I have often just thrown my hands up in frustration and decided that there's no help for it. Nobody seems willing to do anything about it. But maybe there is something that we can do together. Simon in the book mentioned above says that a number of statisticians have proposed and come to a kind of agreement about a "risk-limiting audit," (an RLA) as a very useful solution to the problem of unverifiable elections (p. 81ff in the above book). What I might suggest is that some of us might join together in a campaign to fight for "verifiable vote counting" in US elections. If we could form a group centered on that ONE IDEA, verifiable elections, and repeat that mantra over and over and over ad infinitum, we might eventually begin to gain some traction. It's an easily provable fact that the elections are not verified. Generally, the attitude is that what takes place inside the machine remains in the machine.

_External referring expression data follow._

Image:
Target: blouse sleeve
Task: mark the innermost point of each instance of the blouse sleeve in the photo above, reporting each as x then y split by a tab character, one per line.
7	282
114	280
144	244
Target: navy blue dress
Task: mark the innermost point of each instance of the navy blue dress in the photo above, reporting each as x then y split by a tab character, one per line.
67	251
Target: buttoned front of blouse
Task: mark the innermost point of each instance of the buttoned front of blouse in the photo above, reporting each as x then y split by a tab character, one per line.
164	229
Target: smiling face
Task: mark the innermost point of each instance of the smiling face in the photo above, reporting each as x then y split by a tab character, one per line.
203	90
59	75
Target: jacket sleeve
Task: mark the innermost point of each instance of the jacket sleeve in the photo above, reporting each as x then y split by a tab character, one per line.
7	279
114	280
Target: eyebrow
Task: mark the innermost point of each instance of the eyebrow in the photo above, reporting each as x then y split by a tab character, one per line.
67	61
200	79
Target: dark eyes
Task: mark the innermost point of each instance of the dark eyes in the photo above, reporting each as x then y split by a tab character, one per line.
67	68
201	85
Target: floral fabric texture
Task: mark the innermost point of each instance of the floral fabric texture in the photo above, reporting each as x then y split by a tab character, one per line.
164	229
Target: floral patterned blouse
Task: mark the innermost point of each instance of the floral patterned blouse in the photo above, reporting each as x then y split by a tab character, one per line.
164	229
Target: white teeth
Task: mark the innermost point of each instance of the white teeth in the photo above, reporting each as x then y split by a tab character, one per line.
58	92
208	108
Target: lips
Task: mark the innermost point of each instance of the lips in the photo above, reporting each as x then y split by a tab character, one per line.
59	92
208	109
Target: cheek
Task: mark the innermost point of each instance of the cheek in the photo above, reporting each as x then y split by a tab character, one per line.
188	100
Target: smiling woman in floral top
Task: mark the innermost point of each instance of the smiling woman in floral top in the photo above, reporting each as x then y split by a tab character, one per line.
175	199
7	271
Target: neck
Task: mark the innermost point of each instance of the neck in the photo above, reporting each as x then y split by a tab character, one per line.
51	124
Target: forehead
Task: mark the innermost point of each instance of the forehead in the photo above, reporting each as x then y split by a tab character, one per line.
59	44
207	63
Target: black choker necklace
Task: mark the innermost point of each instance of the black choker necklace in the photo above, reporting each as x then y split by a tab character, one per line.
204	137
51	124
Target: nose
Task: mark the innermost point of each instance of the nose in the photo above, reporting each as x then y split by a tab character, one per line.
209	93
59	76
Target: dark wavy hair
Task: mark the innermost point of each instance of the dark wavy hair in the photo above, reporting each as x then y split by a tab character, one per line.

What we would be fighting for is the use of opti-scans (or where that is impossible, touch screens that print out a voting result that can be counted) and the auditing of a percentage of paper ballots from each election to make sure the election has not been rigged or stolen. The statisticians Simon mentions have developed a simple procedure that would be easy for election officials to follow in the verification process. The only thing holding it up is the opposition of those in charge of the counting, and that's where our campaign would be aimed: at Kobach and others like him across the country who refuse to permit the vote to be verified statistically while they demand voter suppression through voter ID's etc. in order to meet a non-existent threat of voter fraud.
I can see a strong organization like those that have formed in the past to deal with segregation or women's suffrage or whatnot, bumper stickers ("VERIFY THE VOTE!" , letters to the editor all over the country on one theme, etc. I'd be willing to help fund such an effort and I think eventually enough people could be convinced to join the campaign that it could succeed. We need it now more than ever with Bernie running and other candidates beginning to be moved in his direction. But it won't make any difference if the vote continues to be essentially rigged, especially in certain, usually lower level or local elections.
Does anybody else agree with me? Let me know. I personally cannot take a leading role in any such organization to carry out the campaign, but I would be more than willing to help out and I suspect that there are many like me, maybe a very large number.